In [18]: # NumPy arrays can be dumped into CSV files using the savetxt function and the comma delimiter
# The genfromtxt function can be used to read data from a CSV file into a NumPy array
arr_csv = np.genfromtxt('C:/Users/amaly/Jupyter Work/DSML/Data_file2.csv', delimiter = ',')
print(arr_csv)
int_array2 = arr_csv.astype(int)
print(int_array2)
np.savetxt('C:/Users/amaly/Jupyter Work/DSML/Data_file3.csv', int_array2, delimiter = ',')

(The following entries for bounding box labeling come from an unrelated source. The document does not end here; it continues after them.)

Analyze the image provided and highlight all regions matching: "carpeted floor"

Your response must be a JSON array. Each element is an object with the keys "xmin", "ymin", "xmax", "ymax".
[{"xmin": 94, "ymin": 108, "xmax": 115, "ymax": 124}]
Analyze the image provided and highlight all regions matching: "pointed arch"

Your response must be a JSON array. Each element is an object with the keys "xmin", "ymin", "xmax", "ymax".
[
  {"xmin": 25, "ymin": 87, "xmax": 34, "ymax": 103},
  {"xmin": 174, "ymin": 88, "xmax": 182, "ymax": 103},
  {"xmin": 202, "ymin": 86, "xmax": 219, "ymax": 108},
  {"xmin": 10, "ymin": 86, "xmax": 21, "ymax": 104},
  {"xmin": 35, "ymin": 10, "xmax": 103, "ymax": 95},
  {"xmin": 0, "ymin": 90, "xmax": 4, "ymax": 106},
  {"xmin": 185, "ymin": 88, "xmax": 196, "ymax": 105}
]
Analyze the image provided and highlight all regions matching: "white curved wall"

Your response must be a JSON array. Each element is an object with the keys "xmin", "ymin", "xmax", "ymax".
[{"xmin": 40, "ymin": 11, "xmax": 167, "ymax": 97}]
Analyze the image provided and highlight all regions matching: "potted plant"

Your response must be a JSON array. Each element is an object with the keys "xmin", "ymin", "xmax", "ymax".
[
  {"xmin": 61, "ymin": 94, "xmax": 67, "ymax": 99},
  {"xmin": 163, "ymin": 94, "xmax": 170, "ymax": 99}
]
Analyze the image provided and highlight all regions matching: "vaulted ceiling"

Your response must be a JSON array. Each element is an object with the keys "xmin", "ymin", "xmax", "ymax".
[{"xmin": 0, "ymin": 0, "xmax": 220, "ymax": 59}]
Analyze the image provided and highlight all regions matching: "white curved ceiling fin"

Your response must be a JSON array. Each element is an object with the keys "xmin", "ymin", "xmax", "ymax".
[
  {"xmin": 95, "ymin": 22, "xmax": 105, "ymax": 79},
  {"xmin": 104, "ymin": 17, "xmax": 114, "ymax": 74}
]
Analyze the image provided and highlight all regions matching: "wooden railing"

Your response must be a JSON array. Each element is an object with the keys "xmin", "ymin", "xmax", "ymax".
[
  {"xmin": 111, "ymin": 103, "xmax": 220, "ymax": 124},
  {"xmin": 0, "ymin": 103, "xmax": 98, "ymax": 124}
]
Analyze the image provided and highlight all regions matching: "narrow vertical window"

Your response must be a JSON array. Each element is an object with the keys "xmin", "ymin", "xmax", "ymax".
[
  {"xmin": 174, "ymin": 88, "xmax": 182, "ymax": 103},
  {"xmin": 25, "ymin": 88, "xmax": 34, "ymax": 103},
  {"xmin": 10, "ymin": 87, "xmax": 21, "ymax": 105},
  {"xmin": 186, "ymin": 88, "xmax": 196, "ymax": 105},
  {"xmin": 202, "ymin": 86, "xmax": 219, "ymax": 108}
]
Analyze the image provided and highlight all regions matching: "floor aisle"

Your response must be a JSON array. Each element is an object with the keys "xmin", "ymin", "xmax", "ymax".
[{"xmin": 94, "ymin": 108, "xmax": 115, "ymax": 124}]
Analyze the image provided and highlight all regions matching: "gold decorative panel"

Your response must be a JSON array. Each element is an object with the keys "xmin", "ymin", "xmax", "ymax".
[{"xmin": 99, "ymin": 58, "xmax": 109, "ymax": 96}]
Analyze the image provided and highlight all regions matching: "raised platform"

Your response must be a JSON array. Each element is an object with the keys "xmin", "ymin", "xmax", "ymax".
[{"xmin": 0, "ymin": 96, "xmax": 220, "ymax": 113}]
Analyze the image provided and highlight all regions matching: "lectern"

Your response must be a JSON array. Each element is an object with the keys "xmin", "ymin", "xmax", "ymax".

[10. 20. 44. 56. 78. 34. 67. 90.]


[10 20 44 56 78 34 67 90]

Pandas
Pandas is an open-source Python library providing efficient, easy-to-use data structure and data analysis tools. The name Pandas is derived from "Panel Data" - an Econometrics from Multidimensional Data. Pandas is well suited for many different
kinds of data:

1. Tabular data with heterogeneously-type columns.


2. Ordered and unordered time series data.
3. Arbitary matrix data with row and column labels.
4. Any other form observational/statistical data sets. The data actually need not be labeled at all to be placed into a pandas data structure.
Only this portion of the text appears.